When a healthcare organization thinks about a capital project, often the first thought is they want to see a beautiful rendering of the building. Rather than mentally jumping directly to the bricks and mortar solution, we suggest that a more thorough and meaningful feasibility study should be conducted first, before ever thinking about hiring an architect. The dynamics of every organization and project is different, but here is a check list of items you may want to consider as you think about a new or renovation project:
1) Assemble a building program committee composed of board members, medical staff, hospital leadership and legal counsel. Define their role, responsibility and timeline.
2) Assemble your financial performance data and patient data for the past 3-5 years as this information will be required in determining volume projections for various services.
3) Perform a debt capacity analysis.
4) Determine or validate the care delivery model. Do you maintain the approach currently in process or do you consider another model.
5) Develop financial scenarios for a worst case, moderate case and best case so the potential levels of risk are more clearly defined.
6) With the assistance of a medical space programmer, have a preliminary departmental space program (list) prepared.

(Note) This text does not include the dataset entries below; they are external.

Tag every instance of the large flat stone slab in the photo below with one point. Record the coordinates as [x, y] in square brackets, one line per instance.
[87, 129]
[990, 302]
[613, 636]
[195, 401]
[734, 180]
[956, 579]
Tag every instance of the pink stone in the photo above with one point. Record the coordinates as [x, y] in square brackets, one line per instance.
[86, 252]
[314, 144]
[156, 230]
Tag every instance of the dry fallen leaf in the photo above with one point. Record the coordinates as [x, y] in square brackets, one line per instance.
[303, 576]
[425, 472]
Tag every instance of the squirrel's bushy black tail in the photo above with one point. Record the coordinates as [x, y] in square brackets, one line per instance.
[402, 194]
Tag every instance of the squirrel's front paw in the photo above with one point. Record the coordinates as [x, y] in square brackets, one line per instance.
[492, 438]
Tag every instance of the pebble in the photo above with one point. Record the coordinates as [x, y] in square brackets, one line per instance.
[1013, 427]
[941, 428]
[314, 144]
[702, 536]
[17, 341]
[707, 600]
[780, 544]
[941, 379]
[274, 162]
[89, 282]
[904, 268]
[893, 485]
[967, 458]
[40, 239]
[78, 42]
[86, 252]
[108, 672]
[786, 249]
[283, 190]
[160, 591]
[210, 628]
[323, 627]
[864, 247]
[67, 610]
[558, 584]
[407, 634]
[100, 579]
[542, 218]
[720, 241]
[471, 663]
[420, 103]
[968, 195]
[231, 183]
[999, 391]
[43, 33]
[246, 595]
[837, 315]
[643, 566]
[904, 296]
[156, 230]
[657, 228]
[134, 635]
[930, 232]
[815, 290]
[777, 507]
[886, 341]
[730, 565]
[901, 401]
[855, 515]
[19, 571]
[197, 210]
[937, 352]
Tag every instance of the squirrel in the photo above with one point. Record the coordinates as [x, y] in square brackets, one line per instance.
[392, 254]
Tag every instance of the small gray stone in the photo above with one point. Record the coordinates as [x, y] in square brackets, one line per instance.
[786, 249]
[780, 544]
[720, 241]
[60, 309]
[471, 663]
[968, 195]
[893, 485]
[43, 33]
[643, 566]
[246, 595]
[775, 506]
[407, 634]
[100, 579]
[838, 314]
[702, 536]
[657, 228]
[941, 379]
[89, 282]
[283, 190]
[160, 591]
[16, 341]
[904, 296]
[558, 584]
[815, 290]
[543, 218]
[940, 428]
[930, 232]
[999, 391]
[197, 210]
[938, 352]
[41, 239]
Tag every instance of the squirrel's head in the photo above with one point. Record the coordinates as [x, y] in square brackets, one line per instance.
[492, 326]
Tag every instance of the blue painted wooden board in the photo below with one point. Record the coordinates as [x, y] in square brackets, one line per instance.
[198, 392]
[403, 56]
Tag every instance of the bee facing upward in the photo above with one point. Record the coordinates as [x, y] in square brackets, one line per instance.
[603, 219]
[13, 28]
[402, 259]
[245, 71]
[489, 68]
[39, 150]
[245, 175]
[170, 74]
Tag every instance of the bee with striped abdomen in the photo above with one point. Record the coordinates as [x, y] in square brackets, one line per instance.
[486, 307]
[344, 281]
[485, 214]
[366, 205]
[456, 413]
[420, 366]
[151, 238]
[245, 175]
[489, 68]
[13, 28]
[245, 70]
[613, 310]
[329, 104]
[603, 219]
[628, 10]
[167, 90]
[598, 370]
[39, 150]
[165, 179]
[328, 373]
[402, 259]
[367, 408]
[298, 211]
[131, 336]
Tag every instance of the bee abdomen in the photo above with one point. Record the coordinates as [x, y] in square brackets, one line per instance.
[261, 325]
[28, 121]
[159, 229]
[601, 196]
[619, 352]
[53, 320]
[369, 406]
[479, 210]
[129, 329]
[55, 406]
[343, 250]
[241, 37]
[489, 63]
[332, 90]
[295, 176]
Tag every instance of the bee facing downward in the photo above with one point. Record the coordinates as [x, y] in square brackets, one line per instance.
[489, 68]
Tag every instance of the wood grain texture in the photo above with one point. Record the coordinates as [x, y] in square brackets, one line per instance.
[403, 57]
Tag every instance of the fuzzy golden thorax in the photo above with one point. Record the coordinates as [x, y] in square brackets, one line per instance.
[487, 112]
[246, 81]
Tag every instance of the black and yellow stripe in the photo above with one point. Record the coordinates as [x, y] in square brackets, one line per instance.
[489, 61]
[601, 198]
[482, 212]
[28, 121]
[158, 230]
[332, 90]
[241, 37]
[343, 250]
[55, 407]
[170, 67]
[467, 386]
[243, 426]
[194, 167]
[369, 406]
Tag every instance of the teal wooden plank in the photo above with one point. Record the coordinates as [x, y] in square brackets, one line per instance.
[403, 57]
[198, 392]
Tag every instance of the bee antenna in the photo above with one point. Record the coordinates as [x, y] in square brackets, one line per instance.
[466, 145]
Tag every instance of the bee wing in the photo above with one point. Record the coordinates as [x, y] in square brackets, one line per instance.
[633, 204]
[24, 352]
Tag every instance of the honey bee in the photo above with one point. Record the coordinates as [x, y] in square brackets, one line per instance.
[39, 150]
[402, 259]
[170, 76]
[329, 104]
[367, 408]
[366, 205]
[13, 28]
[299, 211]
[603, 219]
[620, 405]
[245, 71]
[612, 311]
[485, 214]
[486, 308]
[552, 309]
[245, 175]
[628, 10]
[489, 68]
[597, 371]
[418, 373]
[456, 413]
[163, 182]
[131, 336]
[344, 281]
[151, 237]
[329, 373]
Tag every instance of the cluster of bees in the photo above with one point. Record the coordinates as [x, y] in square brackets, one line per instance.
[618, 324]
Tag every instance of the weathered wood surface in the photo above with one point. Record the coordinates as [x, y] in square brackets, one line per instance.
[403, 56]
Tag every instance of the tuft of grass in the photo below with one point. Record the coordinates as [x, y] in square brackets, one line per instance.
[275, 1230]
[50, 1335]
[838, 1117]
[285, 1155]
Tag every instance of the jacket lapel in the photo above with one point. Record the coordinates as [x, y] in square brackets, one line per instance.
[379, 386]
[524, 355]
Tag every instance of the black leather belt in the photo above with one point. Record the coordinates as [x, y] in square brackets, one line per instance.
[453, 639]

7) While many organizations jump directly to building a new facility, sometimes it may be prudent to perform a “build new versus renovate scenario”. This will likely require the assistance of an architect and engineer to evaluate the existing facility.
8) Assemble a preliminary capital budget, preliminary project development schedule and cash flow projections.
9) Evaluate financing alternatives.
10) Consider reviewing your initial strategy with the local authorities, in case it requires rezoning, street closure, etc.
11) Once a go/no go decision is determined, then you can proceed with a preliminary design phase; if the decision is to proceed.